I stumbled on the issue of P-hacking before the term existed. In the 1980s, I reviewed the literature on brain lateralization (how sides of the brain take on different functions) and developmental disorders, and I noticed that, although many studies described links between handedness and dyslexia, the definition of ‘atypical handedness’ changed from study to study — even within the same research group. I published a sarcastic note, including a simulation to show how easy it was to find an effect if you explored the data after collecting results (D. V. M. Bishop J. Clin. Exp. Neuropsychol. 12, 812–816; 1990). I subsequently noticed similar phenomena in other fields: researchers try out many analyses but report only the ones that are ‘statistically significant’.

This practice, now known as P-hacking, was once endemic to most branches of science that rely on P values to test significance of results, yet few people realized how seriously it could distort findings. That started to change in 2011, with an elegant, comic paper in which the authors crafted analyses to prove that listening to the Beatles could make undergraduates younger (J. P. Simmons et al. Psychol. Sci. 22, 1359–1366; 2011). “Undisclosed flexibility,” they wrote, “allows presenting anything as significant.”

The term HARKing was coined in 1998 (N. L. Kerr Pers. Soc. Psychol. Rev. 2, 196–217; 1998). Like P-hacking, it is so widespread that researchers assume it is good practice. They look at the data, pluck out a finding that looks exciting and write a paper to tell a story around this result. Of course, researchers should be free to explore their data for unexpected findings — but P values are meaningless when taken out of context of all the analyses performed to get them.
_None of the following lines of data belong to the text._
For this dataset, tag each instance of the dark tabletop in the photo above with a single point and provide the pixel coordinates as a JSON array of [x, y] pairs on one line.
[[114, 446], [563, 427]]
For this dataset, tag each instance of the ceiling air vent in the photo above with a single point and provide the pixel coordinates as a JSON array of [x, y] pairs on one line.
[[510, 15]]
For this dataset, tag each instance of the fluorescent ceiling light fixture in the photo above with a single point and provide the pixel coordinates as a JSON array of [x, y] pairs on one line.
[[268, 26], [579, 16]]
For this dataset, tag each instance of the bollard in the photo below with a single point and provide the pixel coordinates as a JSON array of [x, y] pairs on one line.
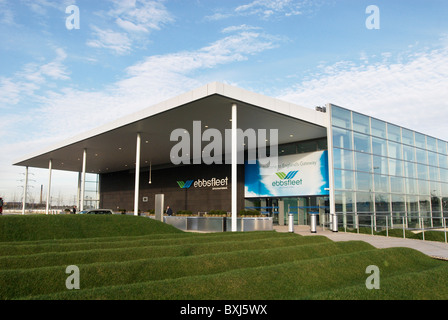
[[291, 223], [313, 221]]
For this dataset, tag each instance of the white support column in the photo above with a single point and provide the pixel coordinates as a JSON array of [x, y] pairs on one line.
[[78, 193], [333, 216], [137, 174], [83, 181], [234, 168], [25, 189], [50, 165]]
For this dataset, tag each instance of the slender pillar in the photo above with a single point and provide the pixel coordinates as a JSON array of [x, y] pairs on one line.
[[234, 168], [78, 193], [50, 165], [333, 216], [137, 174], [25, 189], [83, 180]]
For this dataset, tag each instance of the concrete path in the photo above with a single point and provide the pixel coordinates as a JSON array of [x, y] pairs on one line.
[[433, 249]]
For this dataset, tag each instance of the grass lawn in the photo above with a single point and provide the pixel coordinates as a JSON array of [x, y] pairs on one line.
[[125, 257]]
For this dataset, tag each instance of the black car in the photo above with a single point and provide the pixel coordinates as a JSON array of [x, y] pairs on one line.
[[97, 211]]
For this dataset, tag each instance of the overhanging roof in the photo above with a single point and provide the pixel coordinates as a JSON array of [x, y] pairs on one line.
[[112, 147]]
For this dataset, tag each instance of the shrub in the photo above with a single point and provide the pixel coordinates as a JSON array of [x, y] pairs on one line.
[[250, 212]]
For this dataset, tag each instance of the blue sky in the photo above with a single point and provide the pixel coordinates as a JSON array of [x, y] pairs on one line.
[[127, 55]]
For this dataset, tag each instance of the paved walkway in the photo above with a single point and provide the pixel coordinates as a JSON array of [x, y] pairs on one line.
[[431, 248]]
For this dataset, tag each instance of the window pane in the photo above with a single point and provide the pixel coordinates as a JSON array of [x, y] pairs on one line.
[[364, 202], [378, 128], [422, 156], [393, 133], [395, 167], [422, 171], [342, 138], [397, 185], [433, 159], [443, 161], [433, 173], [443, 175], [425, 206], [408, 136], [361, 123], [441, 147], [379, 147], [344, 201], [408, 153], [394, 150], [431, 143], [343, 159], [381, 183], [411, 186], [341, 117], [409, 170], [343, 179], [423, 187], [420, 140], [398, 204], [380, 165], [363, 162], [382, 202], [362, 142], [364, 181]]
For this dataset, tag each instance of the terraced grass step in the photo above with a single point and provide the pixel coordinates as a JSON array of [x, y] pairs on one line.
[[406, 286], [291, 280], [42, 227], [140, 241], [14, 283], [133, 253]]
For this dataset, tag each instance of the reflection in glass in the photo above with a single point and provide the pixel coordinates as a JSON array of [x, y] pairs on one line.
[[393, 133], [341, 117], [361, 123], [342, 138], [361, 142]]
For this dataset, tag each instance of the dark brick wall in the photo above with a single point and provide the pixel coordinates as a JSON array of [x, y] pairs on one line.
[[117, 189]]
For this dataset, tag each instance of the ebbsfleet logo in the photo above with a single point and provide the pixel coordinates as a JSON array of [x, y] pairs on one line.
[[288, 176], [215, 183], [287, 179], [185, 185]]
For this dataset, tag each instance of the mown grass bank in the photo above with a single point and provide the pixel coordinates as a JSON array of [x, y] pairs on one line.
[[146, 259]]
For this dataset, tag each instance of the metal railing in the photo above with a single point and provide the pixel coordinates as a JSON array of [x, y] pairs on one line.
[[387, 222]]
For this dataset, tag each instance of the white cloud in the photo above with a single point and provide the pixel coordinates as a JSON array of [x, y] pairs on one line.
[[269, 8], [127, 24], [31, 78], [140, 15], [411, 92], [118, 42]]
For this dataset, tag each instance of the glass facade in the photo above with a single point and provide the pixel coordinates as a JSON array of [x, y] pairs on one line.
[[381, 169]]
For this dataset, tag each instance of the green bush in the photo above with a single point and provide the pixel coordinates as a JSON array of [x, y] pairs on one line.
[[217, 213], [250, 212], [184, 213]]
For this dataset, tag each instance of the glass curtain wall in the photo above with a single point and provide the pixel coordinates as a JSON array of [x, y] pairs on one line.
[[381, 169]]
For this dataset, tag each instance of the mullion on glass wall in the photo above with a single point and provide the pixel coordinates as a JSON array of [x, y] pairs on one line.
[[414, 165]]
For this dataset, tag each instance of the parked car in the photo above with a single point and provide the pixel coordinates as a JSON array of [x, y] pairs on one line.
[[97, 211]]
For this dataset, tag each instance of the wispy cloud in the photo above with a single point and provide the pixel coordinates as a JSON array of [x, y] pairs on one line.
[[128, 22], [269, 8], [31, 78], [408, 89], [118, 42]]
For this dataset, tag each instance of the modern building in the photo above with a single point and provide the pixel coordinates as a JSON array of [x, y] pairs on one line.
[[349, 168]]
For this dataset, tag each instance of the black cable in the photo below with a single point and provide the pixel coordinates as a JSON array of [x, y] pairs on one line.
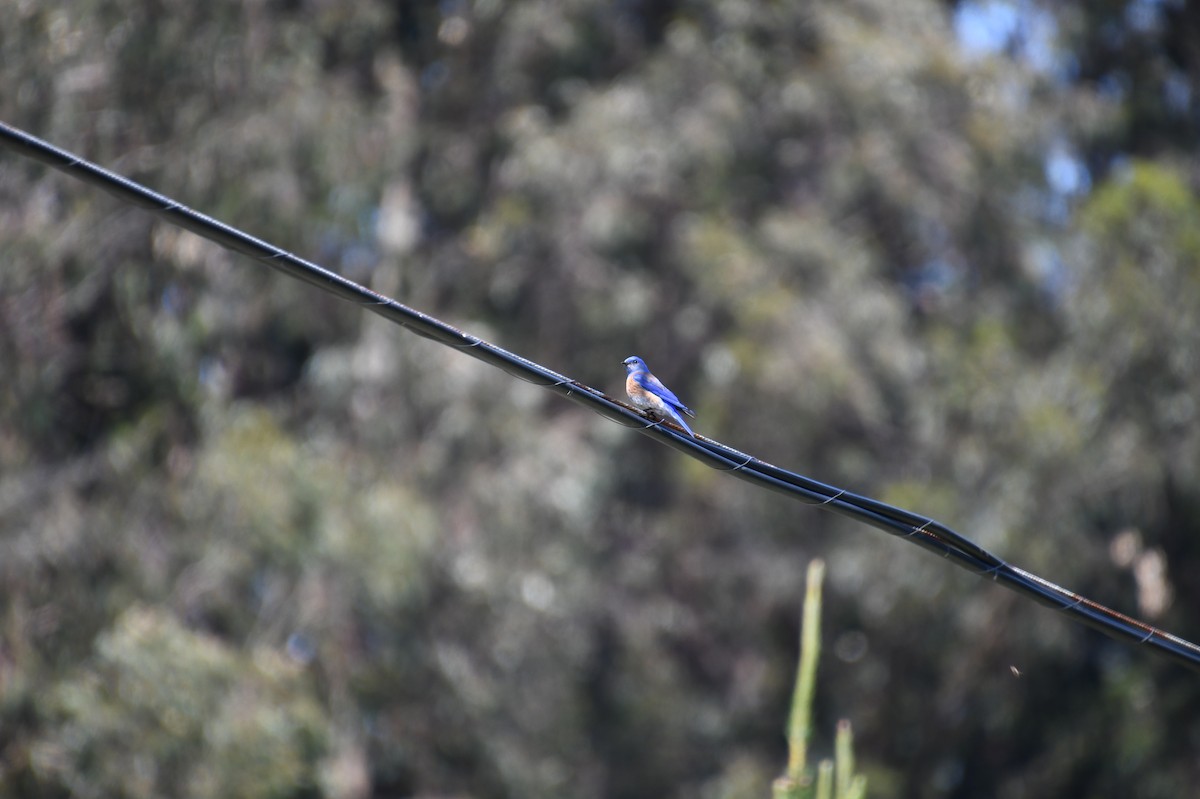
[[923, 532]]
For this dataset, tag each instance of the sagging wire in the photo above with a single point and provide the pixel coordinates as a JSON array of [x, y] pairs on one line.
[[925, 533]]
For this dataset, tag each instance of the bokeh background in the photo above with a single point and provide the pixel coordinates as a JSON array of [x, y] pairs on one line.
[[257, 542]]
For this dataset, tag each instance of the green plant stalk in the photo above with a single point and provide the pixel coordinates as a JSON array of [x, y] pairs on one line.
[[844, 758], [799, 724]]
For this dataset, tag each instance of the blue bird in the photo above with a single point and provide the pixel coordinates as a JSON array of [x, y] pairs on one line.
[[647, 392]]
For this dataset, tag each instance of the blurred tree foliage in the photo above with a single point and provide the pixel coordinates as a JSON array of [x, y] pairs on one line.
[[257, 542]]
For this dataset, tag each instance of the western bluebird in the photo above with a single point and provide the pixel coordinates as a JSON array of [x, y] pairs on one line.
[[648, 394]]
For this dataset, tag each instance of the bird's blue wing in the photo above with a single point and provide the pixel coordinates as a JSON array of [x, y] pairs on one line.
[[655, 386]]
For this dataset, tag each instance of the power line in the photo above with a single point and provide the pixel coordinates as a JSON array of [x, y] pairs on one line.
[[911, 527]]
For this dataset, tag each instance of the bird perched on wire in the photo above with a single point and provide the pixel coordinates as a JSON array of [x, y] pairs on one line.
[[647, 392]]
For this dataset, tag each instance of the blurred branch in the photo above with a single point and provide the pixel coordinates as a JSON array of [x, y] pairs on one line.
[[921, 530]]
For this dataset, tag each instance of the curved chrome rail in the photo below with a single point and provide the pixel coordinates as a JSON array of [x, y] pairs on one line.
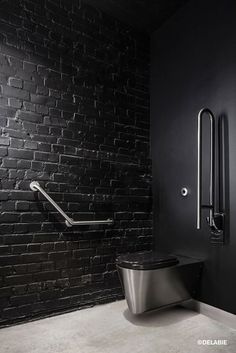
[[35, 186]]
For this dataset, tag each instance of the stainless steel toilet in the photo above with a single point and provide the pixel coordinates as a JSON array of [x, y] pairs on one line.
[[151, 280]]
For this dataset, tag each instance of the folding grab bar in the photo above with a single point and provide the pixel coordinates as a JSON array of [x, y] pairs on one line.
[[35, 186], [215, 220], [210, 206]]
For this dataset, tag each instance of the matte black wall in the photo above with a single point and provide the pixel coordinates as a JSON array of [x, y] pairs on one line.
[[74, 113], [193, 65]]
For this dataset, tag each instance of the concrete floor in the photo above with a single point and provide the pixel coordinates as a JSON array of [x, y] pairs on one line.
[[111, 328]]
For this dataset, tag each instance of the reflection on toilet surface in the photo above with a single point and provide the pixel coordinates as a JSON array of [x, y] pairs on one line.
[[153, 288]]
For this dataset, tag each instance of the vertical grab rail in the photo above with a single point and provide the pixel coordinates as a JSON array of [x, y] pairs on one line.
[[210, 206]]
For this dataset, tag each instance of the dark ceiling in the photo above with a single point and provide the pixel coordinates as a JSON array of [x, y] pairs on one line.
[[144, 15]]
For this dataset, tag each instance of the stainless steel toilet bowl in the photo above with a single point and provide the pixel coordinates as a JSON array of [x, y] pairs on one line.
[[146, 290]]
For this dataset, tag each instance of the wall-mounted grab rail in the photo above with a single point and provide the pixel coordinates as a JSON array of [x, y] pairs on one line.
[[35, 186], [215, 220], [210, 206]]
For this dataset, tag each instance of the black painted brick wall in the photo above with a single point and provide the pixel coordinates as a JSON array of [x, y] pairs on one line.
[[74, 102]]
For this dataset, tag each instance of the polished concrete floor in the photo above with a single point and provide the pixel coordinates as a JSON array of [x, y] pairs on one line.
[[111, 328]]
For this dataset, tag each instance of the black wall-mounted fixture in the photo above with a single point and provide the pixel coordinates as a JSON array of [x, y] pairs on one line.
[[216, 220]]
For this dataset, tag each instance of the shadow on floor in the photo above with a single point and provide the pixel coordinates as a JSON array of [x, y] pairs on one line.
[[161, 317]]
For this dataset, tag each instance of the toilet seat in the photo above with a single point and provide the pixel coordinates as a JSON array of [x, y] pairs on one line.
[[148, 260]]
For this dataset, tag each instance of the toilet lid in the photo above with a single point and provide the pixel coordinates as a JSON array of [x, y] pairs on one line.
[[148, 260]]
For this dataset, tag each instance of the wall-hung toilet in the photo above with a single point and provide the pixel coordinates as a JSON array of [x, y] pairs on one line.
[[151, 280]]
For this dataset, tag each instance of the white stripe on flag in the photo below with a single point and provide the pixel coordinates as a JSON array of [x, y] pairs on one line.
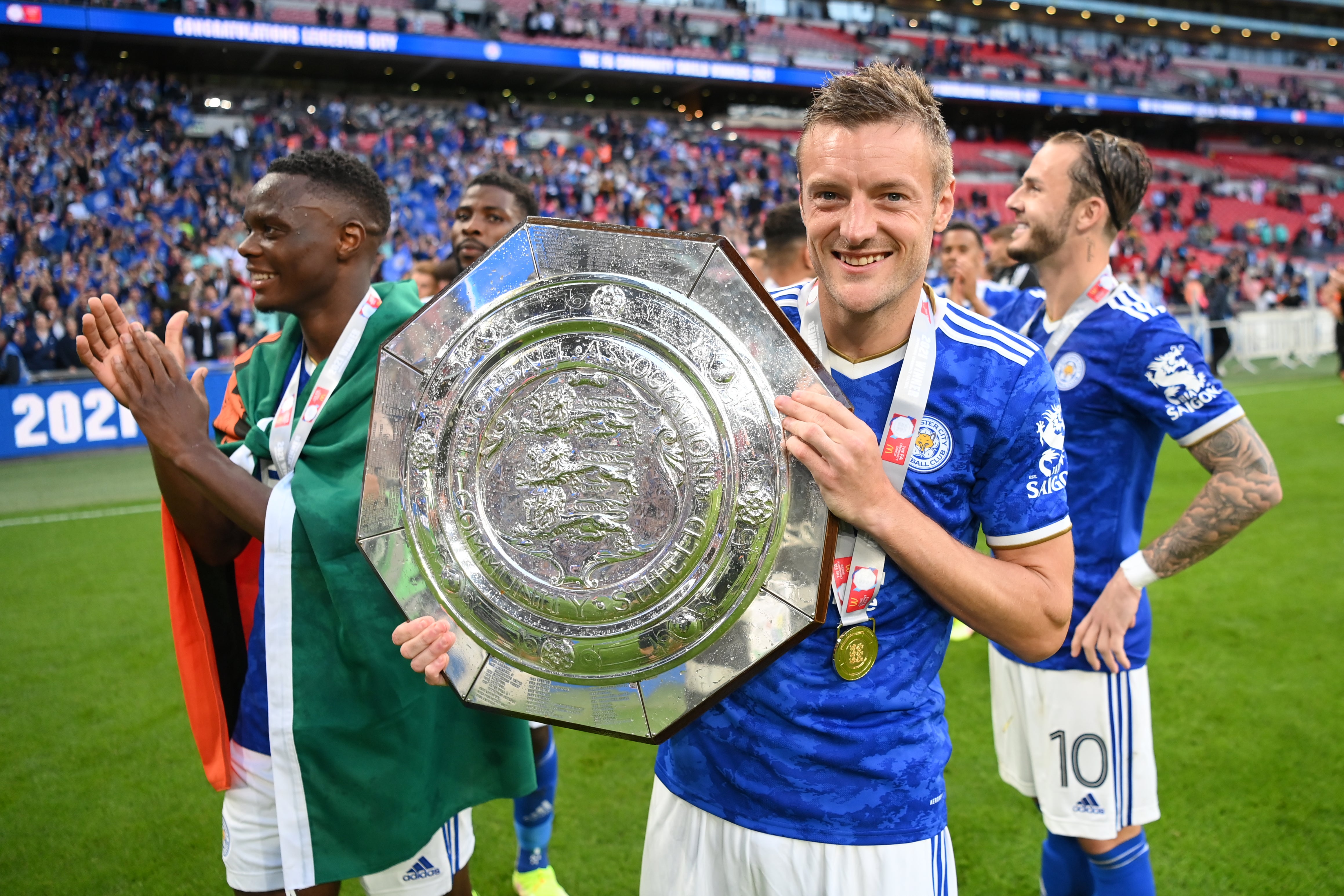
[[296, 841]]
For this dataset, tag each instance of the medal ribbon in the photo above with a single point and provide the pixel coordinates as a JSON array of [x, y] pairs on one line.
[[288, 437], [858, 570], [1092, 299]]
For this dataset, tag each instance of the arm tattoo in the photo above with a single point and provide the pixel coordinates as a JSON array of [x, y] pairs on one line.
[[1243, 487]]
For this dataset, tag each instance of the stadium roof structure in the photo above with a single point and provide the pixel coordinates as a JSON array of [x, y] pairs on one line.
[[505, 53]]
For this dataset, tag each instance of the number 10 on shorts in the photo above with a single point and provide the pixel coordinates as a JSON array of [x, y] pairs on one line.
[[1078, 757]]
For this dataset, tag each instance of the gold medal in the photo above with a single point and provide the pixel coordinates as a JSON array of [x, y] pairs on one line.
[[857, 651]]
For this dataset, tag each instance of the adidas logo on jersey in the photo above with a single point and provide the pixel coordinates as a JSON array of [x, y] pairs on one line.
[[1089, 805], [421, 870]]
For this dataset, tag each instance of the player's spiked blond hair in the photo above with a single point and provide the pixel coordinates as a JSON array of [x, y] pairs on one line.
[[881, 93]]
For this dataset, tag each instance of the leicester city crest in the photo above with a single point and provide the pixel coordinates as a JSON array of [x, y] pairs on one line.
[[932, 445], [1069, 371]]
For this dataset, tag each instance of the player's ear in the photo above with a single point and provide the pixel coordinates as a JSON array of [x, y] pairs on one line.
[[947, 203], [351, 240]]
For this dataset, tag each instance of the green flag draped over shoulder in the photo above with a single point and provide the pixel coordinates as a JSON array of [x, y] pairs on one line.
[[369, 761]]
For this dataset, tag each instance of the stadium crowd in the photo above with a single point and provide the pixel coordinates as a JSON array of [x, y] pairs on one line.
[[941, 46], [107, 193]]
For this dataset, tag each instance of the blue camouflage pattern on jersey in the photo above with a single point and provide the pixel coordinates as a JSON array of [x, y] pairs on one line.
[[800, 753], [1127, 377]]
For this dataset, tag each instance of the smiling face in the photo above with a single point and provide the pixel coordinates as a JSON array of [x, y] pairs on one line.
[[870, 209], [482, 220], [298, 240], [1042, 205]]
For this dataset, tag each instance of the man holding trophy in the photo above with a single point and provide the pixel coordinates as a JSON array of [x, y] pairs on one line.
[[824, 772]]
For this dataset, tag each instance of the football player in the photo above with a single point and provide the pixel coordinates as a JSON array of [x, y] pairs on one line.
[[1074, 731], [824, 773]]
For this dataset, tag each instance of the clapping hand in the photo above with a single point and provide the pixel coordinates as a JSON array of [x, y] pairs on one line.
[[147, 377]]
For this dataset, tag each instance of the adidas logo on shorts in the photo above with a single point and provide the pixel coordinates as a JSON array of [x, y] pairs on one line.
[[1089, 805], [421, 870]]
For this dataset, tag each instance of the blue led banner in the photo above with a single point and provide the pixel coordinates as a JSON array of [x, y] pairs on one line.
[[523, 54], [76, 416]]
The problems are older than most junior faculty members, but new forces are reining in these four horsemen. First, the field of meta-science is blossoming, and with it, documentation and awareness of the issues. We can no longer dismiss concerns as purely theoretical. Second, social media enables criticisms to be raised and explored soon after publication. Third, more journals are adopting the ‘registered report’ format, in which editors evaluate the experimental question and study design before results are collected — a strategy that thwarts publication bias, P-hacking and HARKing. Finally, and most importantly, those who fund research have become more concerned, and more strict. They have introduced requirements that data and scripts be made open and methods be described fully.

I anticipate that these forces will soon gain the upper hand, and the four horsemen might finally be slain.